- Born: 12 October 1940 (age 85)
- Education: Duke University
- Occupations: Canadian historian and retired soldier

= John A. English =

Canadian army veteran and writer (born 1940)

Lt.Col.-Dr. John A. English (born 12 October 1940) is a Canadian Army veteran and a writer on historical and military topics.

==Life and career==
English was educated at Royal Roads (1958–1960) and the Royal Military College (1960–1962), he went on leave without pay to attain an MA in history from Duke University in 1963–1964. He passed final promotion exams in 1966 and graduated from Canadian Forces Staff College in 1972. He first joined the King's Own Calgary Regiment and from 1962 served in the Queen's Own Rifles of Canada until 1970, when he moved to Princess Patricia's Canadian Light Infantry.

In 1980, he attained an MA in war studies from RMC, and a Ph.D. from Queen's University in 1989 while still in service. During his career he saw service with Canadian and British regiments in England, Germany, Denmark, Cyprus, Canada, and Alaska. English also served as a NATO war plans officer, Chief of Tactics of the Combat Training Centre, instructor at the Canadian Land Forces Command and Staff College, and curriculum director of the National Defence College. English retired from the Canadian army after 37 years of service in 1993.

In 1992, English accepted a $60,000 Social Sciences and Humanities Research Council of Canada (SSHRCC) fellowship and a professorship at Queen's University. Two years later he was awarded a $31,000 SSHRCC research grant. For five years between 1997 and 2002 English served as a Professor of Strategy with the US Naval War College. On return to Canada he was employed until November 2003 as director of the Defence Minister's Monitoring Committee on Change. On 19 October 2004, the Minister appointed him Honorary Lieutenant-Colonel of the Brockville Rifles and from 2010 to 2013 he served as Honorary Colonel.

==Works==
English is the author of:
- A Perspective on Infantry (Praeger, 1981) republished in paperback as On Infantry (Praeger, 1984)
- The Canadian Army and the Normandy Campaign: A Study of Failure in High Command (Praeger, 1991) [republished in paperback as The Canadian Army and the Normandy Campaign (Stackpole, 2009)]
- Marching through Chaos: The Descent of Armies in Theory and Practice (Praeger, 1996)
- Lament for an Army: The Decline of Canadian Military Professionalism (Irwin, 1998)
- Patton's Peers: The Forgotten Allied Field Army Commanders of the Western Front 1944-45 (Stackpole, 2009)
- Surrender Invites Death: Fighting the Waffen SS in Normandy (Stackpole, 2011)
- Monty and the Canadian Army (University of Toronto Press, 2021)

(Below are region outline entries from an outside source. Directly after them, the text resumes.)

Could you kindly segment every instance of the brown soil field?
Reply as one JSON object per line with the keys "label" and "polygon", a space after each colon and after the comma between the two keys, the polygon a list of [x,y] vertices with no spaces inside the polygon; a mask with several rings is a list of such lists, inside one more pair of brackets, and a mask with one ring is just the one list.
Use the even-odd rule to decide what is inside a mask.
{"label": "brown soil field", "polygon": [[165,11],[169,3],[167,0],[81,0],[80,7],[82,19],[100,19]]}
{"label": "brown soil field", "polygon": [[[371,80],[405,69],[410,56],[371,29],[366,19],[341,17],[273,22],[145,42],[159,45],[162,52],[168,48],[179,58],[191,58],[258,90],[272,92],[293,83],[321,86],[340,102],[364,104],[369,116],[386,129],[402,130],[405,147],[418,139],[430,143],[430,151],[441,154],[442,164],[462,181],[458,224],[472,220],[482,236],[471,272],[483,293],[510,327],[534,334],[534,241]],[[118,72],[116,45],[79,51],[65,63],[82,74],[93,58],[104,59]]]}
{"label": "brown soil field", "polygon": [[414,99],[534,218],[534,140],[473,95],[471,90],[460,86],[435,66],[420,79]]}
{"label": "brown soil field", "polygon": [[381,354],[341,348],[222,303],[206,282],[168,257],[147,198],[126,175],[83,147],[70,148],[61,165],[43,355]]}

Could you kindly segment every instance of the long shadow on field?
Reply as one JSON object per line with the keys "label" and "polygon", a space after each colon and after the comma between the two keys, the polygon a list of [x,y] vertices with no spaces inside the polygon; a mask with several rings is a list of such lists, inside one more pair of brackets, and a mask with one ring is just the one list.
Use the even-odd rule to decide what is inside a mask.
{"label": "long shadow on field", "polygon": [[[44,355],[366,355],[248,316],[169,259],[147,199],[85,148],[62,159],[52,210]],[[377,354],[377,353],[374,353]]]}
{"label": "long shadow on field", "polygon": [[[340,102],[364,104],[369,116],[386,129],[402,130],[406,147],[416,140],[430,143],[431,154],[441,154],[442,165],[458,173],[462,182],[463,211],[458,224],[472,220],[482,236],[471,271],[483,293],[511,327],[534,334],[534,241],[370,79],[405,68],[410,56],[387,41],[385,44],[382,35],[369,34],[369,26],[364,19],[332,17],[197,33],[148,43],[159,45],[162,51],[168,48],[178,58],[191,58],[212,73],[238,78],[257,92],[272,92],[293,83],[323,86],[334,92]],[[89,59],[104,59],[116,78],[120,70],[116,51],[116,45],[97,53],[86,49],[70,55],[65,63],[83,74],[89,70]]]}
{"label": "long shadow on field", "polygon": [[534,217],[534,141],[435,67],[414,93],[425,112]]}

He was also the co-author of On Infantry: Revised Edition (Praeger, 1994) [translated into Chinese] and principal editor of The Mechanized Battlefield: A Tactical Analysis (Pergamon, 1984). He has additionally produced numerous chapters for books and his articles have appeared in Military Affairs, Jane's Military Review, the Naval War College Review, Infantry magazine, the Marine Corps Gazette, the Canadian Defence Quarterly, the Canadian Military Journal and the proceedings of the Canadian Institute of Strategic Studies. He has been a member of the Royal Canadian Military Institute since 1971 and continues to write on military subjects.

==Bibliography==
- English, John (1981). "A Perspective on Infantry"
- English, John (1991). "The Canadian Army and the Normandy Campaign"
- English, John (1994). "On Infantry"
- English, John (1996). "Marching Through Chaos: The Descent of Armies in Theory and Practice"
- English, John (1998). "Lament for an Army: The Decline of Canadian Military Professionalism"
- English, John (2009). "Patton's Peers: The Forgotten Allied Field Army Commanders of the Western Front, 1944-45"
Surrender Invites Death: Fighting the Waffen SS in Normandy (Stackpole, 2011).